Limited-purpose banking also replaces some 115 federal and state financial regulatory bodies with a Federal Financial Authority, effectively the equivalent of the Food and Drug Administration for securities held by the limited-purpose-banking mutual funds.

The FFA would use federal tax returns to verify income and employment statements on mortgage and commercial-loan applications as well as on new tenders of stock. It would hire multiple, non-conflicted private firms to appraise collateral and provide ratings. And it would oversee third-party custody of all mutual-fund securities.

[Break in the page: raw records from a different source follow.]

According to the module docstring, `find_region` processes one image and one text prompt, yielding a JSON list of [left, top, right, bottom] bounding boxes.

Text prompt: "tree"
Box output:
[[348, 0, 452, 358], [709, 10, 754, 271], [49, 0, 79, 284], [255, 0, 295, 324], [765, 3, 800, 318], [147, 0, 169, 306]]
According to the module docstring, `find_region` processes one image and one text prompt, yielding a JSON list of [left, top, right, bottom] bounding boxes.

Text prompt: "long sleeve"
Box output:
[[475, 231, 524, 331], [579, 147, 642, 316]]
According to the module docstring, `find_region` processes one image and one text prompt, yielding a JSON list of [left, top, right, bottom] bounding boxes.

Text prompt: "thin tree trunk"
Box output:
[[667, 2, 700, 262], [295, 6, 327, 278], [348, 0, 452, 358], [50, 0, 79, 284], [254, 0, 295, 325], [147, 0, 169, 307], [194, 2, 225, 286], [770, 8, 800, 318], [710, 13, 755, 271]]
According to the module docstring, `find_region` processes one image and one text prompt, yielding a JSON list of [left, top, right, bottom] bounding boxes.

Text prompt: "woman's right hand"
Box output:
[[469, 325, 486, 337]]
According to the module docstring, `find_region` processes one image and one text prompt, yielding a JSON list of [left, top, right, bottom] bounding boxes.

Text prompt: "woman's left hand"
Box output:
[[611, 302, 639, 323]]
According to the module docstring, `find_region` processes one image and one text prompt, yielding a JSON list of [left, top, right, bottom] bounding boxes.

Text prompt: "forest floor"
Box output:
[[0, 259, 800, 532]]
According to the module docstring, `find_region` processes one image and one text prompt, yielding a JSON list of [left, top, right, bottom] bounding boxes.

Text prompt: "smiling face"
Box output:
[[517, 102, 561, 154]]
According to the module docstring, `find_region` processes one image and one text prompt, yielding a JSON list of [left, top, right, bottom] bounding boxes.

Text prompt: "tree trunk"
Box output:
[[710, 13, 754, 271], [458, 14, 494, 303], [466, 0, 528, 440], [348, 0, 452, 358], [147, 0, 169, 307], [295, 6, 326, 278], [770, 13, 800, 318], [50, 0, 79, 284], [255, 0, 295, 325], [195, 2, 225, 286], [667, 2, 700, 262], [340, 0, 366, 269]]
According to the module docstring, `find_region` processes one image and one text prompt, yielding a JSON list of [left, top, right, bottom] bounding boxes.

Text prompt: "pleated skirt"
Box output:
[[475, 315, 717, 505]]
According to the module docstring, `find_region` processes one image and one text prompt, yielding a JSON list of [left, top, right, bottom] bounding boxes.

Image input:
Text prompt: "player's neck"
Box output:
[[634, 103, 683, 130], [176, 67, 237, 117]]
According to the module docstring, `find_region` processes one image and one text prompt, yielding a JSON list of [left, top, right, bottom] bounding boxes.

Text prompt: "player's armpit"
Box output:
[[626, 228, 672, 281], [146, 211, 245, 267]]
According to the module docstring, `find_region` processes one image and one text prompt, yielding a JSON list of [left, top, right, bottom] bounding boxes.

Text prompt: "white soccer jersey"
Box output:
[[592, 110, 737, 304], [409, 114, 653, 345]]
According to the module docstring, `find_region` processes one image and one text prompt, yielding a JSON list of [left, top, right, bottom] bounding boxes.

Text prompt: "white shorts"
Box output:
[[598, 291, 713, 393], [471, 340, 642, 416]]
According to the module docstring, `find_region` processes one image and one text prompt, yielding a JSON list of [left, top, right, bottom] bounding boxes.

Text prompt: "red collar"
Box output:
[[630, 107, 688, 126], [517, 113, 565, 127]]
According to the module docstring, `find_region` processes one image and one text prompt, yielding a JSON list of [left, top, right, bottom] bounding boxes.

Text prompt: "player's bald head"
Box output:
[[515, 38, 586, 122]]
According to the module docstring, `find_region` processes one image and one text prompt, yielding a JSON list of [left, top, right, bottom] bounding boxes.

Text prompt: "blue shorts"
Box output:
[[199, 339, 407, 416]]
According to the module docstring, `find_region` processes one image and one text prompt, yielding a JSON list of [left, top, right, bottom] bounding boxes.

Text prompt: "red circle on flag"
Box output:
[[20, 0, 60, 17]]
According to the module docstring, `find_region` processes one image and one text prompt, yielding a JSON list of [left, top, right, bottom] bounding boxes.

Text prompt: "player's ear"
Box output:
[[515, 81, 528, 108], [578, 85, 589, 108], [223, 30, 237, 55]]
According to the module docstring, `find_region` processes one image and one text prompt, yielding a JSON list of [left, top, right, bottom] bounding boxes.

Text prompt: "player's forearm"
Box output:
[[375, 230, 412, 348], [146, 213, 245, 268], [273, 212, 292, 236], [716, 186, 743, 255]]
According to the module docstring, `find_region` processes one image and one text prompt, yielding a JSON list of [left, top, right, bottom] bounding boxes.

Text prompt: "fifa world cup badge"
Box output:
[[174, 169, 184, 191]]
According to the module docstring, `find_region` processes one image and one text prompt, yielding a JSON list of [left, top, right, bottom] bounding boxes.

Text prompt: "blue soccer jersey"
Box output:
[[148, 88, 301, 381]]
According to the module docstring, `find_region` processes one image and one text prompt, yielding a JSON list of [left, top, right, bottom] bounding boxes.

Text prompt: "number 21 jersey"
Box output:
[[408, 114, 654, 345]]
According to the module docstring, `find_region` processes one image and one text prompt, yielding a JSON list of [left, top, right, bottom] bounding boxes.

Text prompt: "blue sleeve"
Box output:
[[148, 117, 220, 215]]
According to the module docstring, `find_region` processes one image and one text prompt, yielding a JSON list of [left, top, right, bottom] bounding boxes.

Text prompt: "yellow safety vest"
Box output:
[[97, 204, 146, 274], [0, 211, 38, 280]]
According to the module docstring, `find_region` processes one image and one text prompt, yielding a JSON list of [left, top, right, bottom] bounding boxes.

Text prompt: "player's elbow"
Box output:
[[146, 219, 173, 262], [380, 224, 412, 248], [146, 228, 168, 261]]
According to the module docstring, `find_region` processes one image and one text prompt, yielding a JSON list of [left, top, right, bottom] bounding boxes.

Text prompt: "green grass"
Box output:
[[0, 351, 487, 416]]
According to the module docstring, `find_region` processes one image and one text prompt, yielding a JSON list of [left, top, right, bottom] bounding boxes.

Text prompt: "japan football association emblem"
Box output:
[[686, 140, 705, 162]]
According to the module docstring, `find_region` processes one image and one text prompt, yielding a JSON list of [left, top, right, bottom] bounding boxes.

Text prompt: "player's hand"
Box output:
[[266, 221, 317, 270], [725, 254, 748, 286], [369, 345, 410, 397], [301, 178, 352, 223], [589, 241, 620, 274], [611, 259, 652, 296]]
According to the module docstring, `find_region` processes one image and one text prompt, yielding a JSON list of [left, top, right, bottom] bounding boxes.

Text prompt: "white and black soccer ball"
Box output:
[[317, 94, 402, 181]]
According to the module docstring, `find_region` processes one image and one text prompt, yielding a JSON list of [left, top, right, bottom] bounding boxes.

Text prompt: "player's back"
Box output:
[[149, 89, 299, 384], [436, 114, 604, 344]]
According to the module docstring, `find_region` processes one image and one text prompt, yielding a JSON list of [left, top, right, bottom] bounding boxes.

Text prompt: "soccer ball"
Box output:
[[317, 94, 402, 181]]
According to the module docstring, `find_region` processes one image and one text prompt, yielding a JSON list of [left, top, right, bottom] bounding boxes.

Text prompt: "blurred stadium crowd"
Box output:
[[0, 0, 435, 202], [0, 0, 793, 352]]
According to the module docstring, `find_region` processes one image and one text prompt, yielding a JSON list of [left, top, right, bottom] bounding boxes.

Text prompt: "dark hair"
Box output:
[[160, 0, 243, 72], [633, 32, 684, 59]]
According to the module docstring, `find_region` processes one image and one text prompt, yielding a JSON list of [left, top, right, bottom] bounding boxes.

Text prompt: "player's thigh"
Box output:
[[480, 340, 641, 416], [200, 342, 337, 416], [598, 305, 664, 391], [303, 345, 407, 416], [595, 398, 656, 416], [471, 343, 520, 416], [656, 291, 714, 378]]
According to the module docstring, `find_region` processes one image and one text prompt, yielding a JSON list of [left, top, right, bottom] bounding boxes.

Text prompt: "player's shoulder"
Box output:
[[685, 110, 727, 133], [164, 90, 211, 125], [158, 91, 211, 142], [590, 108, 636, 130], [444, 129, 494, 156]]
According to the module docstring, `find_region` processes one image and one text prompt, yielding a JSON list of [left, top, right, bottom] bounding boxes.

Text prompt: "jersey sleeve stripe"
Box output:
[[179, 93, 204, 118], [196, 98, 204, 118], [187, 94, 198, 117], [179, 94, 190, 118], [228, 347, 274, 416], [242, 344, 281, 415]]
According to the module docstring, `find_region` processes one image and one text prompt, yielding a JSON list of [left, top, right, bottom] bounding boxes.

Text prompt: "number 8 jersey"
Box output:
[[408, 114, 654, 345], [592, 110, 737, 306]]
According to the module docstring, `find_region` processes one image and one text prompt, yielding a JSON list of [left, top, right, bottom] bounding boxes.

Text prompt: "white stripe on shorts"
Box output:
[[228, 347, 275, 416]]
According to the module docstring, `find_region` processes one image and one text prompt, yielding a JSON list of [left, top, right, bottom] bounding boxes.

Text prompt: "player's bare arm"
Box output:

Most importantly, it would disclose all details about individual mutual-fund securities in real time. Markets don't work when people can't tell what they are buying. The FFA would make financial products transparent, but it wouldn't say which products can or can't be sold. Once a new security is processed by the FFA, and fully disclosed, it would be put up for auction to the mutual funds. This would ensure that households and firms receive financing at the lowest cost available.

`Break the Buck'

In addition to the 8,000 or so mutual funds now being marketed, limited-purpose banking would feature cash and insurance mutual funds. Cash mutual funds hold only cash and, consequently, never break the buck (apart from the service fee). All other mutual funds would proclaim: ``This fund is risky and can break the buck.'' Cash mutual funds would replace today's checking accounts. We would write checks against them and draw on our balances with debit cards and via automated teller machines.

Insurance mutual funds would pool risk and accommodate all forms of modern finance -- including derivatives and securitization -- without pretending to insure the uninsurable.

Let's Get Real

It's time to really fix our financial system. If we don't, we should stop planning the flowers for the next Wall Street funeral and start digging a massive grave -- one large enough to hold Uncle Sam.